Retinoic acid receptors (RARs) α, β, and γ are members of the nuclear receptor superfamily. Compounds which bind to and activate the RARs are termed retinoids which regulate a wide variety of biological processes such as vertebrate embryonic morphogenesis and organogenesis, cell growth arrest, differentiation, and apoptosis, as well as their disorders. Although many synthetic selective RARα, RARβ, and RARγ agonists have been designed and prepared, these have generally been lipophilic acids without good drug-like properties and with low oral bioavailability. Recently this has been changing and drug design approaches to highly potent and selective RARα and RARβ agonists with low lipophilicity that are orally bioavailable and less toxic have been developed, that have a range of potential therapeutic uses. This review covers these new advances.
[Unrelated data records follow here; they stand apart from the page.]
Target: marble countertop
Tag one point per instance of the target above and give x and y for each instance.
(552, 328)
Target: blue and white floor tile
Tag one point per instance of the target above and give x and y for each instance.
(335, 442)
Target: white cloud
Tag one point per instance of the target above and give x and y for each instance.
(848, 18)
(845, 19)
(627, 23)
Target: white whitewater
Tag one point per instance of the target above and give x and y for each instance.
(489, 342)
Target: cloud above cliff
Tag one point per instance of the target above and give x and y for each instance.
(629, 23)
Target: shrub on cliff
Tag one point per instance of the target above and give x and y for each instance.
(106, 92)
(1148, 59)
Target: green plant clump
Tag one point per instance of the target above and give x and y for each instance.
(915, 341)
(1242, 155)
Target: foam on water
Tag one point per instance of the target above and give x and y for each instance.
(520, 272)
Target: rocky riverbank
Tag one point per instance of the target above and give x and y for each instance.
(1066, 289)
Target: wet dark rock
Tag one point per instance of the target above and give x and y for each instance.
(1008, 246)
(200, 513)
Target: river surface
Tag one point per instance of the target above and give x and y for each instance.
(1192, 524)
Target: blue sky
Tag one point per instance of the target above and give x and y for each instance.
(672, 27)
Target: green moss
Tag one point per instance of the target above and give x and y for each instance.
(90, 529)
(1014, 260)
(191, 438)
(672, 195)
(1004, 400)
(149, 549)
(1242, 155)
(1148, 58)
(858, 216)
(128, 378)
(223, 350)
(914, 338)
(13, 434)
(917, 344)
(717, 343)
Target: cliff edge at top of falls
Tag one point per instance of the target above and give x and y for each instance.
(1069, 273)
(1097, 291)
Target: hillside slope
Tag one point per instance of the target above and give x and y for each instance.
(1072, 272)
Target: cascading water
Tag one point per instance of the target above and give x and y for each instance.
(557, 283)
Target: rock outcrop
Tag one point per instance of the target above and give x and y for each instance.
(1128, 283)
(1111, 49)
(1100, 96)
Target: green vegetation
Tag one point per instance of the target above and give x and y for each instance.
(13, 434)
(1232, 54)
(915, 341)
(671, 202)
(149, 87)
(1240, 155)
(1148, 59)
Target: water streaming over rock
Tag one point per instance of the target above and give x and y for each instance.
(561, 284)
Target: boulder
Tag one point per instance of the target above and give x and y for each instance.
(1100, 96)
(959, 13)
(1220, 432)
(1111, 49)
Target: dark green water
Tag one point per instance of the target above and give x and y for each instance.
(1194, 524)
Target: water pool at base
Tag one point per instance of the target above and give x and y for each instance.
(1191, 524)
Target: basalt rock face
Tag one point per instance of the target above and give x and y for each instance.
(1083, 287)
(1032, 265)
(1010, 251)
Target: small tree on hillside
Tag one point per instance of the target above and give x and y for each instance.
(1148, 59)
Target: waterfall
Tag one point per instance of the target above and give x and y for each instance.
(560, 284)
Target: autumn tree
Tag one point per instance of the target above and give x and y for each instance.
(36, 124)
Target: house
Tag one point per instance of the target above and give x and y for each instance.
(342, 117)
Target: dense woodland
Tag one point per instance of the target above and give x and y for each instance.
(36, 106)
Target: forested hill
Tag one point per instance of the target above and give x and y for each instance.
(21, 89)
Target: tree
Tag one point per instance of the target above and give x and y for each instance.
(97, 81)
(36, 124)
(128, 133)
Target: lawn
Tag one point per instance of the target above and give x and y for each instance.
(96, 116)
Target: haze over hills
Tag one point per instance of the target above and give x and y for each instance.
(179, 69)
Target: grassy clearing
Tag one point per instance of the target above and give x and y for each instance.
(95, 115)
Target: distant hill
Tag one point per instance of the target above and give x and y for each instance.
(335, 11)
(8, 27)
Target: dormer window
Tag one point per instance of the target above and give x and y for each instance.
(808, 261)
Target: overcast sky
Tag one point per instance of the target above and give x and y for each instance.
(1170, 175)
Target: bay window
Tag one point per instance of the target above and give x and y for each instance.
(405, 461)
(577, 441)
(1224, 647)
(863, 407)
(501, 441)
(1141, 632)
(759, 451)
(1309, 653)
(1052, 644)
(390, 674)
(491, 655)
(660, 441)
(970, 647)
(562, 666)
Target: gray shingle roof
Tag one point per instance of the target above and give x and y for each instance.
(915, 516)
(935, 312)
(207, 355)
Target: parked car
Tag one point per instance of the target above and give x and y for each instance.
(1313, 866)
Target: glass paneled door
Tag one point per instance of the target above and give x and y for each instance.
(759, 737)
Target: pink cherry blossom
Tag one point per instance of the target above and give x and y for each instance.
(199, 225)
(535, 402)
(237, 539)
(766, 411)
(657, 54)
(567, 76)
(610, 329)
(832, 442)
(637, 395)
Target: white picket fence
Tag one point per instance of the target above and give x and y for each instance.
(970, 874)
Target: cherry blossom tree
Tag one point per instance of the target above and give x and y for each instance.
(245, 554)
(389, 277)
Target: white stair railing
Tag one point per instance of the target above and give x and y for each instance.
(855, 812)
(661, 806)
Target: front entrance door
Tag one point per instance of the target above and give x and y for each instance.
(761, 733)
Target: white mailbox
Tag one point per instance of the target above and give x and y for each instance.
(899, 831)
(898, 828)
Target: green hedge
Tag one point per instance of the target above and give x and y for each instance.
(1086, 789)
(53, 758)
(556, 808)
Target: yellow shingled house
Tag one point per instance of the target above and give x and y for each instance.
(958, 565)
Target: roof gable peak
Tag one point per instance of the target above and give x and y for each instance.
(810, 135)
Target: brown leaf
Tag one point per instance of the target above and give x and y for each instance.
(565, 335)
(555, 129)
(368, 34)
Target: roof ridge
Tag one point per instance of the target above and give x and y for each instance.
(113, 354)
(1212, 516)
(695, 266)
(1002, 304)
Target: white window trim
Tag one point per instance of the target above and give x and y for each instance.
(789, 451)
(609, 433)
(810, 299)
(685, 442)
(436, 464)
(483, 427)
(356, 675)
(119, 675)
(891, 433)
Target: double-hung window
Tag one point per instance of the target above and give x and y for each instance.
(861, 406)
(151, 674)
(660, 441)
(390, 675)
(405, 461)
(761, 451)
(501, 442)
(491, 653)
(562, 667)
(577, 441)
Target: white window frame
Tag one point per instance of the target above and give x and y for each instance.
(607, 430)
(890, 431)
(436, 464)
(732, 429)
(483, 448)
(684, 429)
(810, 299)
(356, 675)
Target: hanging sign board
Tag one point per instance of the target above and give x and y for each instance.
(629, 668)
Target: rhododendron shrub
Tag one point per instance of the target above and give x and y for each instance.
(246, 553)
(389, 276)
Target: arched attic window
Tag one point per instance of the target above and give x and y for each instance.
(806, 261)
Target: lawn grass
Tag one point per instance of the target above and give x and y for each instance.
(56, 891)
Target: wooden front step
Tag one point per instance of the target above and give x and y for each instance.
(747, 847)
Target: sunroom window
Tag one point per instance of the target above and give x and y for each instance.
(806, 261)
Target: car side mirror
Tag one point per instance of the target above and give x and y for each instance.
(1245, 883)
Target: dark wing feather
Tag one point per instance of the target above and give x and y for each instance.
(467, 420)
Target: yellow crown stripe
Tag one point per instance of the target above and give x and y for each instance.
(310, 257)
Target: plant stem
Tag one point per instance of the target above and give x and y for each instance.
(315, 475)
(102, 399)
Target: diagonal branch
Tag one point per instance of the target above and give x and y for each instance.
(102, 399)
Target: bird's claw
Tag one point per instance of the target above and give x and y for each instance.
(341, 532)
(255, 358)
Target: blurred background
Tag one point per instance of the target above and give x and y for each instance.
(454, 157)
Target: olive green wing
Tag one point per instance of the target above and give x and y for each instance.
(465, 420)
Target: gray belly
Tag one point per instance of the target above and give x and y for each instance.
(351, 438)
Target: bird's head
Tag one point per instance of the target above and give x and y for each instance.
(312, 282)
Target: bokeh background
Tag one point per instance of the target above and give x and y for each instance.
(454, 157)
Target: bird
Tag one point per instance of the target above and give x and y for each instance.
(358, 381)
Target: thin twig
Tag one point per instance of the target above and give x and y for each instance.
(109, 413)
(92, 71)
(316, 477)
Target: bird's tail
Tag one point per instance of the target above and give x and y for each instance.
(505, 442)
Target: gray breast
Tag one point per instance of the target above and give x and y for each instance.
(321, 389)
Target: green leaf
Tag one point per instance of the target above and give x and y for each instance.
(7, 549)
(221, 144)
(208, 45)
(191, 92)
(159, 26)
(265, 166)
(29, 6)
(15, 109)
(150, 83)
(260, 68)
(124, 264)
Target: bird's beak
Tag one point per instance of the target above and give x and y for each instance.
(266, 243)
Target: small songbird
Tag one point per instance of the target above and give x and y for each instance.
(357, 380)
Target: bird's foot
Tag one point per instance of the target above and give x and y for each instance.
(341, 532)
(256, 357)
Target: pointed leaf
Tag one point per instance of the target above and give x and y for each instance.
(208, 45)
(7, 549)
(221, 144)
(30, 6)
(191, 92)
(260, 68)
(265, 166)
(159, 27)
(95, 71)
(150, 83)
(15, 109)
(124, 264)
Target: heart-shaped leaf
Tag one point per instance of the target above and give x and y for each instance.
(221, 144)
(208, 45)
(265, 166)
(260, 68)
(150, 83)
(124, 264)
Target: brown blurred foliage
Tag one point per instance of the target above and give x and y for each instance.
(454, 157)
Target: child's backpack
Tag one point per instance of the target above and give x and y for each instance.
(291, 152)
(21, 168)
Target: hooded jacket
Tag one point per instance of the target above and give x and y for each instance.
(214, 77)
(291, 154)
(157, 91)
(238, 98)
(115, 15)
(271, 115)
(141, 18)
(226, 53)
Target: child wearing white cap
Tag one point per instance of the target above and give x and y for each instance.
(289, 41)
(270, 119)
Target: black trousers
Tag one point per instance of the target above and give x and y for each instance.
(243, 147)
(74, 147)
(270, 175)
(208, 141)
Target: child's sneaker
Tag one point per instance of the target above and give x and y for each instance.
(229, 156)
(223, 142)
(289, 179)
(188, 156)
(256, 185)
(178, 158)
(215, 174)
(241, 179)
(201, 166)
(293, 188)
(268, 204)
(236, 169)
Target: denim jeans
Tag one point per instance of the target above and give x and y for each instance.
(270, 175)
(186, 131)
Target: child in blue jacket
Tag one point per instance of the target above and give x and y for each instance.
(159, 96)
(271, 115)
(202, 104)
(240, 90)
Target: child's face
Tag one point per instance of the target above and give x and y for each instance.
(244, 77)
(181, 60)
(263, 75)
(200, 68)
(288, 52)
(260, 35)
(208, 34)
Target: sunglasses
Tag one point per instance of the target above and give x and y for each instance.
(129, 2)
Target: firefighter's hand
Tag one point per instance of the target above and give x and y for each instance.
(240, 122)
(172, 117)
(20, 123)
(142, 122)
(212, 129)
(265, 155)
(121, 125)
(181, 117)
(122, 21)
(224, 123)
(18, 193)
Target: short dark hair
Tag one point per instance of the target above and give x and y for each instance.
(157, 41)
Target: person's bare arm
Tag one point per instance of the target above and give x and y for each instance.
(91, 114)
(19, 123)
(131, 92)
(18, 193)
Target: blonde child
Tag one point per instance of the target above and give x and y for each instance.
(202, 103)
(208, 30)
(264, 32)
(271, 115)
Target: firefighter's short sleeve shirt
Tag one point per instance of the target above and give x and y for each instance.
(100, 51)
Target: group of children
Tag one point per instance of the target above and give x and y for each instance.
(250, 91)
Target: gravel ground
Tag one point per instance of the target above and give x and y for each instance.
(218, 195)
维甲酸受体（RAR）α，β和γ是核受体超家族的成员。结合并激活RAR的化合物称为类视色素，它们可调节多种生物学过程，例如脊椎动物的胚胎形态发生和器官发生，细胞生长停滞，分化和凋亡以及它们的疾病。尽管已经设计和制备了许多合成的选择性RARα，RARβ和RARγ激动剂，但它们通常是亲脂性酸，没有良好的药物样性质，口服生物利用度低。最近，这种情况已经发生了变化，已经开发出了具有低亲脂性，口服生物利用度和低毒性的高效，选择性RARα和RARβ激动剂的药物设计方法，这些方法具有一系列潜在的治疗用途。这篇评论涵盖了这些新进展。